Дочка вдруг размахнулась и изо всей силы ударила мать по лицу. Обе от неожиданности замерли, Сонька бросилась было прочь, но Михелина тут же догнала ее, повисла на ней.
— Мамочка, прости… Прости меня, мамочка!
Они не заметили, как к ним подошла Анастасия с конвертом в руке, некоторое время отрешенно смотрела на них и, когда Михелина повернулась к ней, совсем тихо произнесла:
— Князь Андрей ранен. Очень тяжело…
Михелина взяла конверт, невидящими глазами пробежала написанное.
— Где он?
— В госпитале. В Харбине.
— Я еду к нему. Завтра же.
— И я с тобой, — твердо и решительно заявила княжна.
День в Петербурге выдался самый отменный. Светило мягкое солнце, ветра почти не было, праздной публики на улицах было более чем предостаточно.
Улюкай и Артур из своей повозки видели, как Володя Кочубчик, в светлом костюме, в шляпе и с тростью, вышел из пролетки на углу Невского и Литейного, остановился и стал с оглядкой и осторожностью осматриваться. Затем, сильно хромая, пересек Невский и подошел к нищенке Зоське, сидящей ныне на его насиженном месте. Сучка пока видно не было, да и вряд ли он сейчас был бы кстати.

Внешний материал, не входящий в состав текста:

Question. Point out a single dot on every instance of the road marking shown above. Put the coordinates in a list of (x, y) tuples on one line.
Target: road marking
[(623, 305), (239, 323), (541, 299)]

— Чудной кругляк, — заметил Улюкай.
Зоська выпрашивала милостыню у всех проходящих мимо с обычным набором жалоб, наговаривая как можно побольше и пострашнее.
— Помогите, люди добрые, горькой вдове, муж которой сгинул на проклятой войне с проклятым японцем!.. Дом сгорел, пятеро деток из десяти успели вылезть из огня, только лучше б они сгорели в полыме, чем помирать от голода на глазах у несчастной матери… — Увидела Володьку, не признала его, прибавила жалости в голосе: — Господин хороший!.. Вижу, что человек вы добрый, сердечный, умеющий понять чужую беду!.. Подайте бедной вдове хоть бы какую копейку, потому как с утра не было во рту даже макового зернышка…
Кочубчик сунул ей рубль, от чего нищенка прямо обомлела, с ухмылкой пробормотал:
— Чего голосишь, дура?.. Открой зенки, Зоська. Не признала, что ли?
Та от неожиданности на миг потеряла дар речи, пробормотала:
— Господи, Володька… А чего ты такой?.. Прямо барин натуральный.
— Не ори так, — прошептал Кочубчик и поинтересовался: — Как вы тут?
— Будто сам не видишь, — огрызнулась нищенка. — Сам-то чего вырядился?.. Неужто и правда барыня приодела?
— Кто б ни приодел, а наше теперь от вашего далеко!
Зоська хмыкнула:
— Если ваше так далеко, то чего приперся?
— Глянуть на вытянутые ваши рожи, да и тугриков по старой памяти подбросить! — Он достал еще рубль.
Со стороны к ним подковылял Сучок, начал было голосить:
— Господин хороший, пожалей инвалида войны…
— Не гунди! — толкнула его Зоська, пряча добычу. — Не узнал, что ли?.. Володька! Кочубчик!
— Боже снятый, — перекрестился нищий. — И правда Володька! Это что ж — наказали тебя или помиловали?!